Deltas can be treated algebraically

I took all of AP Calculus BC and got a 5 on the AP exam without truly understanding what an integral was. I get it now though, so here's my best attempt at explaining integrals.

We know from Riemann sums that

\(\displaystyle \int_a^b f(x)dx = \lim_{dx \to 0^+} \sum_a^b f(x)dx\)

I assume that this notation is trivial.

That shared \(f(x)dx\) term implies a very loose definition for an integral, i.e.

\(\displaystyle \int_0^1 f(x) = f(0.0000) + f(0.0001) + f(0.0002) + ...\)

Obviously I'm missing infinitely many values here, just roll with it.

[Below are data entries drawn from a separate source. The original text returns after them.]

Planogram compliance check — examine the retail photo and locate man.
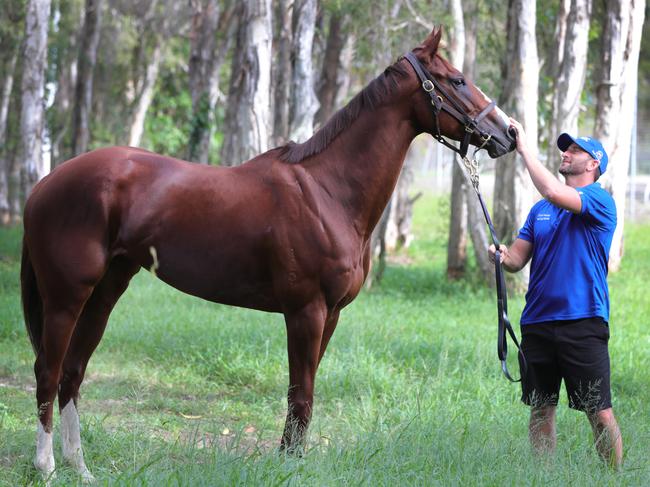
[489,119,623,467]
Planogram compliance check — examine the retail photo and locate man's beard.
[558,164,577,176]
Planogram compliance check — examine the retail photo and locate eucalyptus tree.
[447,0,467,279]
[188,0,235,164]
[546,0,591,172]
[221,0,273,165]
[71,0,103,157]
[0,0,25,225]
[289,0,318,142]
[594,0,645,271]
[20,0,51,197]
[494,0,539,264]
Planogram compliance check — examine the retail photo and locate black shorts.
[521,317,612,413]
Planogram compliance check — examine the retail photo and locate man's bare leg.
[587,408,623,469]
[528,406,556,455]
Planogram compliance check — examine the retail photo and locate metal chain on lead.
[463,135,492,191]
[463,153,478,190]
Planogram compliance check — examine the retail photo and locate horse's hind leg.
[59,257,139,482]
[34,286,92,478]
[280,300,327,452]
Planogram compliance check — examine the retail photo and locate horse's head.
[406,29,515,158]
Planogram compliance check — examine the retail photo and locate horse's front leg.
[280,300,327,452]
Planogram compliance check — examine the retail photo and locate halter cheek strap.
[404,52,496,157]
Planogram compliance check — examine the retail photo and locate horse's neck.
[310,106,417,238]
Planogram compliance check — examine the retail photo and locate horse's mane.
[280,60,409,163]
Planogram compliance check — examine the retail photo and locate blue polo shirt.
[518,183,616,325]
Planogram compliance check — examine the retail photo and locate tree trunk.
[289,0,318,142]
[0,48,18,225]
[221,0,272,166]
[594,0,645,271]
[129,42,162,147]
[273,0,293,146]
[546,0,591,173]
[447,0,467,279]
[494,0,539,281]
[315,12,347,126]
[72,0,102,157]
[20,0,50,199]
[188,0,233,164]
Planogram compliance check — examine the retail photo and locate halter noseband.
[404,52,496,158]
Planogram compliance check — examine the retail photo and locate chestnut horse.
[21,30,514,480]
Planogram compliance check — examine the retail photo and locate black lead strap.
[404,52,527,382]
[472,176,527,382]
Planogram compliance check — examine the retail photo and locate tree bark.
[315,12,347,126]
[289,0,318,142]
[72,0,102,157]
[20,0,50,199]
[188,0,233,164]
[494,0,539,281]
[594,0,645,271]
[546,0,591,172]
[273,0,293,146]
[129,43,162,147]
[221,0,272,166]
[0,48,18,225]
[447,0,467,279]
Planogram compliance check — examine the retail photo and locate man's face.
[560,144,597,176]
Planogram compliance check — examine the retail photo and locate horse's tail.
[20,238,43,354]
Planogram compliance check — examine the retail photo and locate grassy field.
[0,198,650,486]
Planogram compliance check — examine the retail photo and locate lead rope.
[454,143,527,382]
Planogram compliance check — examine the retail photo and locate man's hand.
[488,238,533,272]
[488,244,508,264]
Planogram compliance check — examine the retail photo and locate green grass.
[0,197,650,486]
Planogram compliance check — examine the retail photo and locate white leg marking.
[34,420,54,479]
[61,400,95,483]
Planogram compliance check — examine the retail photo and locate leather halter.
[404,52,528,382]
[404,52,496,157]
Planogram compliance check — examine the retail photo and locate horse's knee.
[59,363,85,409]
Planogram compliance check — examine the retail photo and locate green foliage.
[143,68,192,157]
[0,197,650,486]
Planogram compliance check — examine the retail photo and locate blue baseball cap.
[557,133,608,175]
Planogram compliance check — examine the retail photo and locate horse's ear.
[420,27,442,61]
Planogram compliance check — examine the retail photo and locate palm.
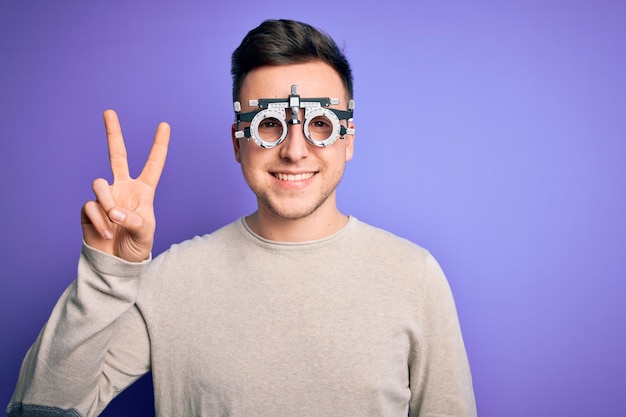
[82,111,169,262]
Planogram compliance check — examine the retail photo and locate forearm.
[11,242,149,415]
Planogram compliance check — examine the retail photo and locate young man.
[8,20,476,417]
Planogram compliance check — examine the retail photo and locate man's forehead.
[239,61,347,104]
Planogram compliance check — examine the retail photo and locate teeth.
[274,172,313,181]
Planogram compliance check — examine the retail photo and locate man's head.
[231,20,353,101]
[232,20,354,239]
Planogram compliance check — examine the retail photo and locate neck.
[246,202,348,242]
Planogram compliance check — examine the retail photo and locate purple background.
[0,0,626,417]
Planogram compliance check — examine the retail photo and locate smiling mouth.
[272,172,315,181]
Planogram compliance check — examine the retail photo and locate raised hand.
[81,110,170,262]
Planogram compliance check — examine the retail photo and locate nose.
[279,114,309,161]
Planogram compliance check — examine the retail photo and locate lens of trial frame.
[258,117,283,142]
[308,116,333,141]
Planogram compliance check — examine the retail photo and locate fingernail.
[109,209,126,223]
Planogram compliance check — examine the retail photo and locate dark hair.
[230,19,353,100]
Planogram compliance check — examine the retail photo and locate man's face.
[233,62,354,219]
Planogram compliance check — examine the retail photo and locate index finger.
[138,122,170,188]
[103,110,130,182]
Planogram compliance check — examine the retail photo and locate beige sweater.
[8,217,476,417]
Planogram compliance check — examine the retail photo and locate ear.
[343,122,356,162]
[230,123,241,163]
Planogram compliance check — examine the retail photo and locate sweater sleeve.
[409,255,476,417]
[7,244,150,417]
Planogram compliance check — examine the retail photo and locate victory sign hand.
[81,110,170,262]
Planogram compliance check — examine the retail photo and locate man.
[8,20,476,417]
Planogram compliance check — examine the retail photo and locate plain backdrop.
[0,0,626,417]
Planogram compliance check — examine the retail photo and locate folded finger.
[91,178,117,212]
[81,201,113,240]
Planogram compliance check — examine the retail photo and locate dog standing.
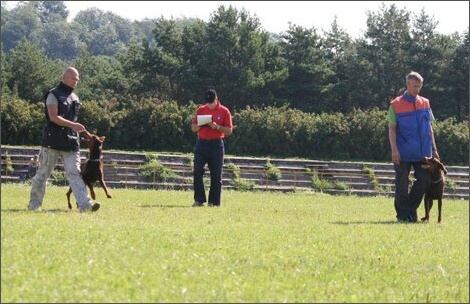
[421,157,447,223]
[66,131,112,209]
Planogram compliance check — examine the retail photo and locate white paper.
[197,115,212,127]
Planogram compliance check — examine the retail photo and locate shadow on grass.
[331,221,423,225]
[139,204,192,208]
[2,208,78,213]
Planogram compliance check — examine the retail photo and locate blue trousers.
[394,161,431,222]
[193,139,225,206]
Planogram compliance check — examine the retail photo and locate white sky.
[64,1,470,38]
[4,1,470,38]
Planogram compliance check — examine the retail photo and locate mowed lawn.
[1,184,469,303]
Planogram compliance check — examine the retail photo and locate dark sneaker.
[91,202,101,212]
[80,203,101,212]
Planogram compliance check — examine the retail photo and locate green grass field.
[1,184,469,303]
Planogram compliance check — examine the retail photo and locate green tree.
[7,39,59,102]
[356,3,413,109]
[1,1,42,53]
[281,24,333,112]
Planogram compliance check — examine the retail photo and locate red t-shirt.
[192,100,233,139]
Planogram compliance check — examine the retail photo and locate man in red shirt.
[191,89,233,207]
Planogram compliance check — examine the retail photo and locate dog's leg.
[86,182,96,199]
[66,187,72,209]
[100,177,113,198]
[421,197,432,222]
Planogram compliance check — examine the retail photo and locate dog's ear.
[81,130,91,141]
[435,158,447,174]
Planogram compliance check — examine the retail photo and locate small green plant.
[312,171,333,191]
[362,165,382,191]
[333,181,351,190]
[264,159,282,181]
[227,163,255,191]
[139,154,178,182]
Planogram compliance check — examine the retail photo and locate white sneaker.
[28,201,42,211]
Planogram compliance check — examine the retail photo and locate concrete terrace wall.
[1,147,469,199]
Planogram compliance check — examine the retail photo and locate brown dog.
[421,157,447,223]
[66,131,112,209]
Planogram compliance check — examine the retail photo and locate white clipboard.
[197,115,212,127]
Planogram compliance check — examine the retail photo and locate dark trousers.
[394,161,431,222]
[193,139,225,206]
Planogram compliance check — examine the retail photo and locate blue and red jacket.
[390,92,434,162]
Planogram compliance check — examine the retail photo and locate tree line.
[1,1,469,166]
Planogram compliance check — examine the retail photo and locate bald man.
[28,67,100,212]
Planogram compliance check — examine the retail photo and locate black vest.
[41,82,80,151]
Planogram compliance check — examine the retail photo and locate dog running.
[421,157,447,223]
[66,131,112,209]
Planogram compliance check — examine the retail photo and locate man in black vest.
[28,67,100,212]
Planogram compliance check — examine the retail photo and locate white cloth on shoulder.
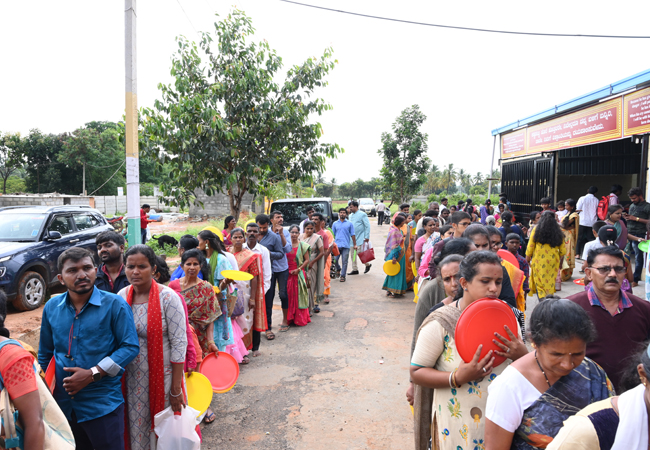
[612,384,648,450]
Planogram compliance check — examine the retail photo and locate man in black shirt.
[624,187,650,286]
[95,231,129,294]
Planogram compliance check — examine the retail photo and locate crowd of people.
[392,186,650,450]
[0,202,371,450]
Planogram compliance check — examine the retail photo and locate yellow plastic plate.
[185,372,213,415]
[384,260,401,277]
[221,270,253,281]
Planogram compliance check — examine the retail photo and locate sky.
[0,0,650,184]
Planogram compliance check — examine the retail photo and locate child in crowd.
[506,233,530,295]
[526,211,539,238]
[555,200,568,223]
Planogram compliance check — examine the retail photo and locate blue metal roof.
[492,69,650,136]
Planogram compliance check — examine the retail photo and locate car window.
[72,214,99,231]
[47,216,74,236]
[0,212,47,242]
[272,202,327,225]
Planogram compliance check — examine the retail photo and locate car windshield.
[0,212,47,242]
[271,202,327,227]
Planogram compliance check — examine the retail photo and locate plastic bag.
[359,241,375,264]
[154,406,201,450]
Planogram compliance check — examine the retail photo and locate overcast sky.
[0,0,650,183]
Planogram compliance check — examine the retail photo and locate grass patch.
[147,215,254,257]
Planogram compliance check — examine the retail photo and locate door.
[501,154,555,221]
[531,157,555,211]
[42,214,78,284]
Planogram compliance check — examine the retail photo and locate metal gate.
[501,154,555,221]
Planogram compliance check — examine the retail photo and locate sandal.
[203,409,216,423]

These summations with infinitely many terms would spiral out towards infinity, if it weren't for the \(dx\) culling every term to an infinitessimal amount. That is to say that integration is just an operation and deltas are just variables. Integrals are not tied to specific deltas, and deltas aren't tied to any specific part of an equation.

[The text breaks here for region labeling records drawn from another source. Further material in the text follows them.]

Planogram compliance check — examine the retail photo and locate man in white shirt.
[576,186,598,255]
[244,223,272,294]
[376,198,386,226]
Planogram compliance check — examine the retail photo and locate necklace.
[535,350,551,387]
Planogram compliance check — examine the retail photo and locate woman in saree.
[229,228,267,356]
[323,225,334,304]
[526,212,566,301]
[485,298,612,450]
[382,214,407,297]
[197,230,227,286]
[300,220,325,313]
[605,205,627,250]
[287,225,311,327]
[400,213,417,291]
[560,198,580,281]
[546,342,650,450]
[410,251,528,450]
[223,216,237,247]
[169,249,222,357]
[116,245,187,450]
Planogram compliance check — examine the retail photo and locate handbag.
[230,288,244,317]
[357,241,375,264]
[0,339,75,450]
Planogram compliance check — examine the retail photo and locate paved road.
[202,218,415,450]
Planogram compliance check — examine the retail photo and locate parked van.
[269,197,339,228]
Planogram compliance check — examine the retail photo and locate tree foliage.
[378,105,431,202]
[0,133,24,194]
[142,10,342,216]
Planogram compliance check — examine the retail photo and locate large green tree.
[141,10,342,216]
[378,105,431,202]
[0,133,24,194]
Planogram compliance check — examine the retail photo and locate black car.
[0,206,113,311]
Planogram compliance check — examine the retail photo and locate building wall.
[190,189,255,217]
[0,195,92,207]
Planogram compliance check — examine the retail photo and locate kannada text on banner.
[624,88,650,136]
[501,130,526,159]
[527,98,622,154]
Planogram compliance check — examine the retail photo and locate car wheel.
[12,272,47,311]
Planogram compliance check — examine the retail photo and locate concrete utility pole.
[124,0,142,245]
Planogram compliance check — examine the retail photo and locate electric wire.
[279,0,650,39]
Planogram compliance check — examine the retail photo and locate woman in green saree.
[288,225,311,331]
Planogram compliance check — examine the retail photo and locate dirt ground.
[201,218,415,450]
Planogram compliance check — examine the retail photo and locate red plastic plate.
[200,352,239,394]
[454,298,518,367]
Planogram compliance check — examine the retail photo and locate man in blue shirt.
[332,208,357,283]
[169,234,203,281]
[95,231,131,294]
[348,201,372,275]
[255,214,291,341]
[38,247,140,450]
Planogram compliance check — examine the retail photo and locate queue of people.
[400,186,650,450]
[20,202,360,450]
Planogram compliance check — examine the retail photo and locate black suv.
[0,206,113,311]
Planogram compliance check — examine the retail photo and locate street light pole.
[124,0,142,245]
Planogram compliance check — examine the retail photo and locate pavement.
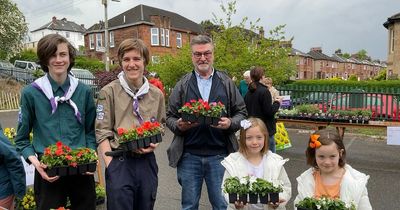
[0,111,400,210]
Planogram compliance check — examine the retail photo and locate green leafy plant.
[224,176,240,193]
[178,99,226,117]
[296,197,356,210]
[96,183,106,199]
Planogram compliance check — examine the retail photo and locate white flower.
[240,120,251,130]
[240,177,247,184]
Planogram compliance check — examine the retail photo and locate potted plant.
[295,197,356,210]
[117,121,163,151]
[96,182,106,205]
[224,176,240,203]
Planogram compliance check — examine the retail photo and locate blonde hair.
[239,117,269,156]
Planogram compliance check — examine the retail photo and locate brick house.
[307,47,338,79]
[24,16,86,49]
[383,13,400,77]
[290,48,314,80]
[85,4,202,64]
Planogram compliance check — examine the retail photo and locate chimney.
[259,26,265,38]
[310,47,322,53]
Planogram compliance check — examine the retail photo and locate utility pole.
[102,0,120,71]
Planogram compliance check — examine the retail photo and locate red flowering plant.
[117,121,162,143]
[70,148,98,166]
[178,99,225,117]
[41,141,72,168]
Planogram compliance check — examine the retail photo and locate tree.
[0,0,28,59]
[149,1,296,86]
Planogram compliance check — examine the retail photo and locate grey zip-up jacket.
[167,69,247,168]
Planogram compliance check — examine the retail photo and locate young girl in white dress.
[221,118,291,210]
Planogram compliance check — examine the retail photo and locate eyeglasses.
[193,51,212,59]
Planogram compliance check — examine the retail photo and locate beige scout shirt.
[96,79,166,148]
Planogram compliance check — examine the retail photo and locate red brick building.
[85,5,202,63]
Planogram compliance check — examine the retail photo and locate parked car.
[326,93,400,121]
[71,68,96,86]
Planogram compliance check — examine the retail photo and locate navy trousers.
[34,170,96,210]
[105,152,158,210]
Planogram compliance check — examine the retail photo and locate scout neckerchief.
[118,71,150,124]
[32,74,82,123]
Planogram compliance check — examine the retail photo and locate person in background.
[15,34,97,210]
[96,39,166,210]
[239,70,251,98]
[167,35,247,210]
[244,67,282,152]
[221,117,292,210]
[0,125,26,210]
[261,77,280,102]
[294,129,372,210]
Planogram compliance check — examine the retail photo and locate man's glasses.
[193,51,212,59]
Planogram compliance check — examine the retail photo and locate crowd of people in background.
[0,34,372,210]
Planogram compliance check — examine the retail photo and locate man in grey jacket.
[167,35,247,210]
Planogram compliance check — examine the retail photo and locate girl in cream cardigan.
[294,129,372,210]
[221,118,292,210]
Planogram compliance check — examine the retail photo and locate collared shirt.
[15,76,97,159]
[194,69,214,101]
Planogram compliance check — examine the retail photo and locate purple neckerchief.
[32,74,82,123]
[118,71,150,124]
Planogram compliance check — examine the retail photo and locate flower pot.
[46,167,57,177]
[211,117,221,126]
[87,162,97,173]
[57,166,68,176]
[143,137,150,147]
[121,140,138,151]
[239,194,247,205]
[269,193,279,203]
[182,113,197,122]
[68,166,78,175]
[78,164,87,174]
[228,193,237,203]
[96,197,105,206]
[258,193,268,204]
[137,138,145,149]
[249,193,258,204]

Let's go through an example problem to show what I mean. Capacitors work with the following equation:

\(\displaystyle q = Cv\)

where \(q\) is charge, \(C\) is capacitance, and \(v\) is voltage. We're trying to solve for voltage with respect to current. We can take the derivative of both sides with respect to time and get this:

\(\displaystyle \frac{dq}{dt}=C\frac{dv}{dt}\)

By definition, \(\frac{dq}{dt}\) is just current, giving us this:

\(\displaystyle i=C\frac{dv}{dt}\)

Now for something weird, we're going to multiply both sides by \(dt\). This works because \(dt\) is just a variable. We can multiply expressions by it to get some other value.

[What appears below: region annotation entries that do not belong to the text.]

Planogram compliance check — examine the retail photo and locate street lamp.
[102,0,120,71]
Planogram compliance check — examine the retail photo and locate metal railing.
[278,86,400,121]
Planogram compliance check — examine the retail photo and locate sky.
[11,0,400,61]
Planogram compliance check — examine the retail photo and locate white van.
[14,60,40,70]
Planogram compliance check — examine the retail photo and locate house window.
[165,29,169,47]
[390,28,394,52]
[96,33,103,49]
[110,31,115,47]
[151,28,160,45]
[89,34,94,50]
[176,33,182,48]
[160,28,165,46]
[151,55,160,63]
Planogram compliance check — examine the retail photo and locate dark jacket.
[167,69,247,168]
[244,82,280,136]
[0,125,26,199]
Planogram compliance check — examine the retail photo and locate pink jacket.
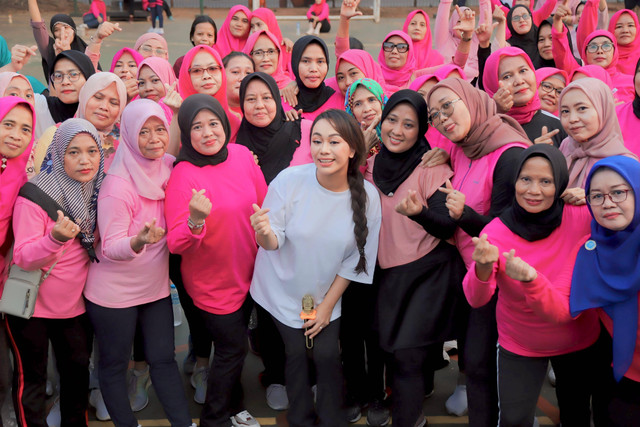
[13,197,92,319]
[463,206,600,357]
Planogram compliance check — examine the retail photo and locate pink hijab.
[402,9,444,69]
[609,9,640,75]
[482,46,540,125]
[0,96,36,268]
[108,99,175,201]
[242,30,291,89]
[109,47,144,73]
[178,45,240,141]
[136,56,178,123]
[558,78,637,188]
[215,4,251,58]
[76,72,127,134]
[335,48,388,91]
[133,33,169,61]
[378,31,417,92]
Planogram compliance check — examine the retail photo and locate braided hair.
[311,109,369,274]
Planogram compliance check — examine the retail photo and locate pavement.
[0,9,559,427]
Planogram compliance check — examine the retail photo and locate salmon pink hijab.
[427,77,531,160]
[482,46,540,125]
[609,9,640,75]
[0,96,36,264]
[558,77,637,188]
[215,4,252,58]
[178,45,240,140]
[242,30,291,89]
[378,31,417,92]
[108,99,175,201]
[402,9,444,69]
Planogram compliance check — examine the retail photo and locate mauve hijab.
[427,78,531,160]
[402,9,444,69]
[482,48,540,125]
[558,78,637,188]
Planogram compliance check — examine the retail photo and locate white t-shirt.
[251,164,381,328]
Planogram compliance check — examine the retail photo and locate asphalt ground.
[0,9,559,427]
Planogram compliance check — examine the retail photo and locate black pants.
[461,293,498,427]
[7,314,93,427]
[274,319,347,427]
[498,342,608,427]
[86,297,191,427]
[197,298,252,427]
[340,282,384,405]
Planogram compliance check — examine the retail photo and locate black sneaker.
[345,403,362,423]
[367,399,391,427]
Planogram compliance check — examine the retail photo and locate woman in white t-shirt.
[251,110,381,427]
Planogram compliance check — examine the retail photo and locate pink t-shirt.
[8,197,91,319]
[84,175,169,308]
[463,206,600,357]
[165,144,267,314]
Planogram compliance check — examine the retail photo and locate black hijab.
[174,93,231,167]
[236,72,302,184]
[500,144,569,242]
[507,4,540,64]
[632,59,640,119]
[46,50,96,123]
[291,36,336,113]
[373,89,431,195]
[42,13,88,78]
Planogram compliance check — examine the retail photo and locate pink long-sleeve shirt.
[13,197,92,319]
[165,144,267,314]
[462,206,600,357]
[84,175,169,308]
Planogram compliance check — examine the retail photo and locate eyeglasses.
[51,71,82,83]
[540,82,562,96]
[140,44,167,56]
[587,190,631,206]
[382,42,409,53]
[587,42,613,53]
[428,98,461,126]
[251,49,278,58]
[189,65,222,77]
[511,13,531,22]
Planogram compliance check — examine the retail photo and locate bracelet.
[187,217,204,230]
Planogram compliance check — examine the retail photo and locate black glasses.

\(\displaystyle i dt=C dv \)

Then we can add up all the possible values (take the integral) of both sides.

\(\displaystyle \int i dt=\int C dv \)

After that it's just basic algebra and calculus

\(\displaystyle vC = \int i dt\)

\(\displaystyle v = 1/C \int i dt\)

\(\displaystyle v(T) = 1/C \int_0^T i dt + v_0\)

This derivation works because deltas are just variables and integration is just an operation. Integrals do not need a specific delta value, and you can multiply deltas to move them around.